Imphal
"Cada puesto de este mercado -- miles de ellos -- lo dirige una mujer, y así ha sido desde antes de lo que nadie puede datar."
La capital de Manipur, hogar de un mercado dirigido íntegramente por mujeres desde hace generaciones y de las islas flotantes de junco del lago Loktak, justo en sus afueras.
No había planeado pasar mucho tiempo en Imphal — la mayoría de los viajeros la tratan como una parada antes o después del lago Loktak — pero Ima Keithel cambió eso en la primera hora. El nombre se traduce aproximadamente como “el mercado de la madre”, y es exactamente eso: un mercado de varios pisos con unos cuatro o cinco mil puestos estimados, cada uno de ellos dirigido por una mujer, una tradición que la historia oral remonta siglos atrás, posiblemente a épocas en las que los hombres manipuríes estaban ausentes por servicio militar o trabajos forzados y las mujeres se hicieron cargo del comercio para mantener en marcha la economía local. Sea cual sea el origen exacto, la práctica nunca se revirtió. Hoy en día sigue siendo, por costumbre comunitaria, ilegal que un hombre dirija un puesto ahí dentro.
Recorrí primero la sección de pescado y verduras, y luego subí a la planta donde se venden los textiles manipuríes tejidos a mano — los sarongs phanek en tonos granate y negro profundo con sus bordes tejidos, la tela moirang phee — y las mujeres que llevaban esos puestos negociaban en meiteilon a toda velocidad mientras me calibraban para el recargo turístico, con el mismo instinto que tienen los vendedores de mercado en cualquier parte del mundo. Le compré una pieza de tela a una mujer que había heredado su puesto de su madre, quien a su vez lo había heredado de la suya, y que me contó, con un poco de inglés y mucho señalar, que su hija lo tomaría después.
El fuerte Kangla y el lago que no es del todo tierra ni agua
El fuerte Kangla se encuentra cerca del centro de la ciudad, a orillas del río Imphal, sede histórica de los reyes de Manipur durante siglos y lugar sagrado para la tradición meitei — se le asocia con la fundación de la dinastía Ningthouja y se le considera el hogar original de las deidades tutelares de Manipur. El fuerte fue ocupado por el ejército indio durante décadas tras la independencia y solo se devolvió al control civil en 2004, y caminar hoy por sus terrenos — fosos, restos de estructuras palaciegas, un terreno de coronación — carga con el peso de la historia política reciente junto al de la antigua.

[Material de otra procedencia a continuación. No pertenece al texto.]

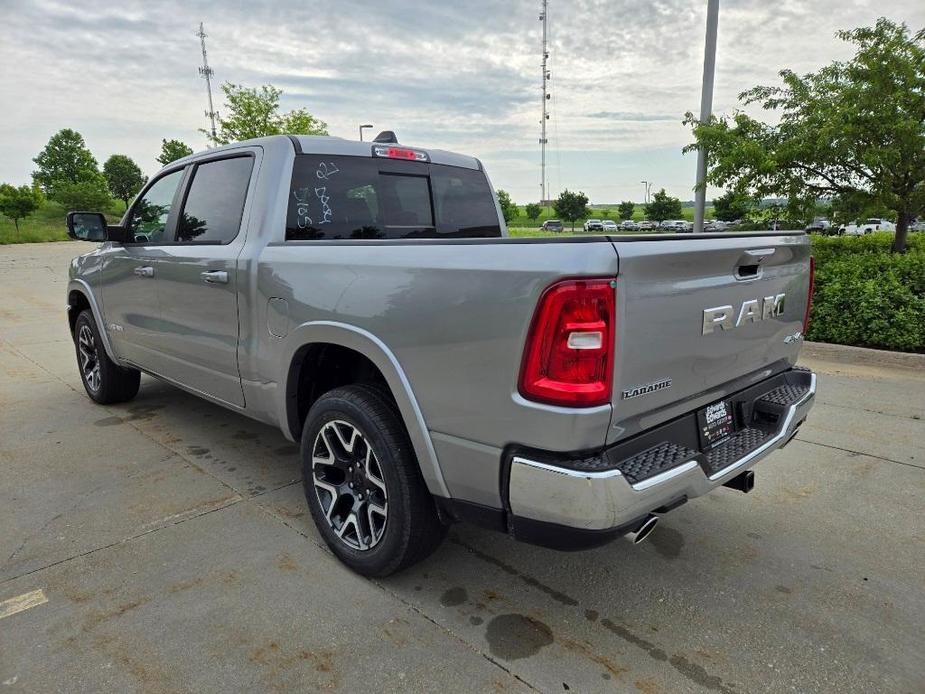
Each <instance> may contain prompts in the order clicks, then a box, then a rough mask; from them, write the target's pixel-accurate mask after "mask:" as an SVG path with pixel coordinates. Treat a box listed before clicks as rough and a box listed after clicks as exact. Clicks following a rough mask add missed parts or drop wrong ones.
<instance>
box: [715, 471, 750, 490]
mask: <svg viewBox="0 0 925 694" xmlns="http://www.w3.org/2000/svg"><path fill="white" fill-rule="evenodd" d="M723 486H724V487H729V489H735V490H738V491H740V492H743V493H745V494H748V493H749V492H750V491H751V490H752V489H754V488H755V473H754V471H753V470H746V471H745V472H743V473H742V474H741V475H737V476H735V477H733V478H732V479H731V480H729V481H728V482H726V483H725V484H723Z"/></svg>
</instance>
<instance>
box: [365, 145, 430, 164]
mask: <svg viewBox="0 0 925 694" xmlns="http://www.w3.org/2000/svg"><path fill="white" fill-rule="evenodd" d="M373 154H375V155H376V156H377V157H388V158H389V159H407V160H408V161H429V160H430V157H428V156H427V152H418V151H417V150H414V149H408V148H406V147H378V146H377V147H373Z"/></svg>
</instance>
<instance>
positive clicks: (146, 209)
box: [129, 169, 183, 243]
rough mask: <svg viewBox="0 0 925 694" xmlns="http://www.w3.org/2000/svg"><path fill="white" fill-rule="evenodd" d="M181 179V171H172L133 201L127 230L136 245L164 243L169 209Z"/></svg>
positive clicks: (182, 169)
mask: <svg viewBox="0 0 925 694" xmlns="http://www.w3.org/2000/svg"><path fill="white" fill-rule="evenodd" d="M182 178H183V169H179V170H177V171H172V172H171V173H169V174H167V175H166V176H164V177H163V178H159V179H158V180H157V181H155V182H154V184H152V186H151V187H150V188H148V190H146V191H145V194H144V195H142V196H141V197H140V198H138V200H136V201H135V205H134V207H132V215H131V217H130V219H129V228H130V229H131V231H132V237H133V238H134V239H135V241H136V242H137V243H163V242H164V231H165V230H166V228H167V218H168V217H169V216H170V207H171V205H172V204H173V198H174V195H175V194H176V192H177V186H179V185H180V180H181V179H182Z"/></svg>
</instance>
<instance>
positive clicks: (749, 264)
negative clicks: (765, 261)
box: [735, 248, 776, 280]
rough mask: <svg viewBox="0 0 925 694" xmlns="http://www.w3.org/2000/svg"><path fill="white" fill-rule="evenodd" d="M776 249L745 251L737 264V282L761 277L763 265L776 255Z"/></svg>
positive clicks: (735, 274) (741, 256)
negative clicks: (770, 258) (773, 256)
mask: <svg viewBox="0 0 925 694" xmlns="http://www.w3.org/2000/svg"><path fill="white" fill-rule="evenodd" d="M775 250H776V249H775V248H753V249H750V250H747V251H745V252H744V253H743V254H742V255H741V256H740V257H739V260H738V262H737V263H736V269H735V277H736V279H737V280H754V279H758V278H759V277H760V276H761V263H762V262H763V261H764V259H765V258H770V257H771V256H772V255H774V251H775Z"/></svg>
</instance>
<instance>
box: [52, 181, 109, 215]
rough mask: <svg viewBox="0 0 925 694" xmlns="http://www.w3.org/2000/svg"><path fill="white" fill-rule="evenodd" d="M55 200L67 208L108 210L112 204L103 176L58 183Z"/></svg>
mask: <svg viewBox="0 0 925 694" xmlns="http://www.w3.org/2000/svg"><path fill="white" fill-rule="evenodd" d="M55 201H56V202H59V203H61V205H62V206H63V207H64V208H65V209H67V210H96V211H98V210H107V209H109V206H110V205H111V204H112V198H111V197H110V196H109V189H108V188H107V187H106V182H105V181H104V180H102V177H101V178H100V180H98V181H80V182H79V183H59V184H57V185H56V186H55Z"/></svg>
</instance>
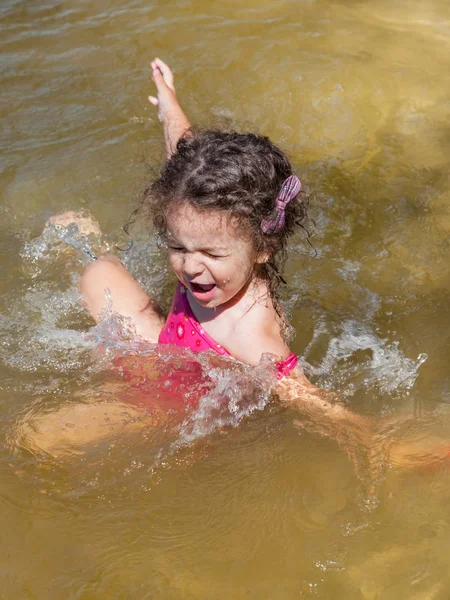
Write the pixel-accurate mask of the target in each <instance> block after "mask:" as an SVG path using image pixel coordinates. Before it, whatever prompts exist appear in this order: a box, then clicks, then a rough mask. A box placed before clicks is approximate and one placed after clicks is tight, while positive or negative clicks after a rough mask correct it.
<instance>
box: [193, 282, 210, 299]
mask: <svg viewBox="0 0 450 600" xmlns="http://www.w3.org/2000/svg"><path fill="white" fill-rule="evenodd" d="M189 287H190V289H191V292H192V295H193V296H194V298H196V299H197V300H203V301H208V300H210V299H211V298H212V296H213V295H214V290H215V289H216V284H215V283H193V282H192V281H191V283H190V284H189Z"/></svg>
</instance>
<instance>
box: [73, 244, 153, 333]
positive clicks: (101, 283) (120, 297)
mask: <svg viewBox="0 0 450 600" xmlns="http://www.w3.org/2000/svg"><path fill="white" fill-rule="evenodd" d="M80 290H81V293H82V294H83V297H84V300H85V302H86V305H87V307H88V309H89V311H90V313H91V314H92V316H93V317H94V319H95V320H96V321H97V322H98V321H99V320H101V318H102V313H103V311H104V310H105V307H106V290H109V292H110V293H111V301H112V307H111V308H112V311H113V312H115V313H118V314H120V315H122V316H124V317H128V318H130V319H132V321H133V323H134V325H135V327H136V333H137V334H138V335H140V336H141V337H143V338H144V339H146V340H148V341H149V342H152V343H156V342H157V341H158V337H159V334H160V331H161V328H162V326H163V325H164V318H163V315H162V313H161V311H160V309H159V307H158V305H157V304H156V302H154V301H152V300H151V299H150V298H149V297H148V296H147V294H146V293H145V292H144V290H143V289H142V288H141V286H140V285H139V284H138V283H137V281H135V280H134V279H133V277H132V276H131V275H130V274H129V273H128V271H127V270H126V268H125V267H124V266H123V264H122V263H121V262H120V260H119V259H118V258H117V257H115V256H113V255H110V254H106V255H102V256H100V258H99V259H98V260H96V261H95V262H93V263H92V264H90V265H89V266H88V267H87V269H86V271H85V272H84V274H83V276H82V278H81V281H80Z"/></svg>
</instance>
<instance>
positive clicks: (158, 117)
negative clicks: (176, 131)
mask: <svg viewBox="0 0 450 600" xmlns="http://www.w3.org/2000/svg"><path fill="white" fill-rule="evenodd" d="M151 67H152V80H153V81H154V83H155V85H156V89H157V92H158V96H157V97H155V96H149V97H148V100H149V102H150V104H153V106H156V107H157V108H158V118H159V120H160V121H161V122H163V121H164V119H165V118H166V116H168V115H169V114H170V112H171V110H172V109H173V108H178V107H179V104H178V100H177V95H176V92H175V85H174V80H173V73H172V71H171V70H170V68H169V67H168V66H167V65H166V63H165V62H163V61H162V60H161V59H160V58H155V60H153V61H152V63H151Z"/></svg>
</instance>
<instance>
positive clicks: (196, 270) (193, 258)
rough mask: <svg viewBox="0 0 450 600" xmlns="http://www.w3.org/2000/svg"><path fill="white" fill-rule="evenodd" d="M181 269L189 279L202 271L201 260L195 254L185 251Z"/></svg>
mask: <svg viewBox="0 0 450 600" xmlns="http://www.w3.org/2000/svg"><path fill="white" fill-rule="evenodd" d="M183 271H184V273H185V275H186V276H187V277H189V278H191V279H193V278H194V277H196V276H197V275H200V274H201V273H202V272H203V266H202V263H201V260H200V258H199V256H198V255H197V254H189V253H186V254H185V255H184V259H183Z"/></svg>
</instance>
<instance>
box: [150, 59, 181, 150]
mask: <svg viewBox="0 0 450 600" xmlns="http://www.w3.org/2000/svg"><path fill="white" fill-rule="evenodd" d="M152 79H153V81H154V82H155V85H156V89H157V92H158V96H157V97H155V96H149V97H148V99H149V102H150V103H151V104H153V106H157V107H158V117H159V120H160V121H161V123H162V126H163V132H164V143H165V146H166V154H167V158H170V157H171V156H172V154H173V153H174V152H175V149H176V147H177V143H178V140H179V139H180V138H181V137H182V136H183V135H184V134H185V133H186V131H188V129H190V127H191V125H190V123H189V121H188V118H187V117H186V115H185V114H184V111H183V109H182V108H181V106H180V104H179V103H178V99H177V95H176V92H175V86H174V81H173V74H172V71H171V70H170V69H169V67H168V66H167V65H166V64H165V63H164V62H163V61H162V60H161V59H160V58H155V60H154V61H152Z"/></svg>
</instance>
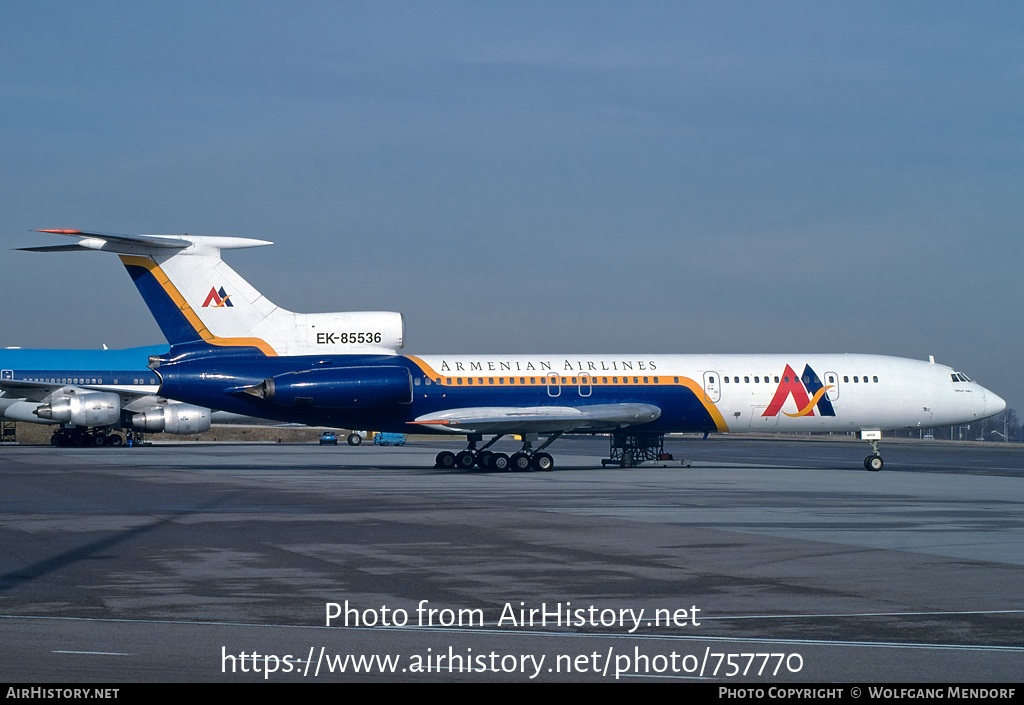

A una hora en coche al sur de la ciudad, el lago Loktak es el lago de agua dulce más grande del noreste de India y no se parece a ningún otro lago que haya visto — su superficie salpicada de phumdis, masas flotantes de vegetación, tierra y materia orgánica lo bastante espesas como para caminar sobre ellas, algunas lo bastante grandes como para sostener pueblos de pescadores construidos directamente encima. Salí en barca al amanecer entre los pescadores de Loktak, que rodean cada phumdi individual con sus redes para atrapar peces por debajo, un método de pesca que no existe en ningún otro lugar. Keibul Lamjao, un parque nacional construido enteramente sobre phumdis dentro del lago, es el último hábitat natural del sangai, el ciervo de cuernos en forma de ceja de Manipur, en peligro de extinción, y a lo lejos vi a un pequeño grupo de ellos buscando comida entre los juncos, con pezuñas adaptadas a un suelo pantanoso que se tragaría a un ciervo normal.

Cuándo ir: de octubre a marzo para un clima fresco y seco y las vistas más claras del lago Loktak. Conviene revisar las alertas de viaje vigentes antes de visitar, ya que Manipur ha sufrido episodios de tensión étnica en los últimos años que pueden afectar el acceso.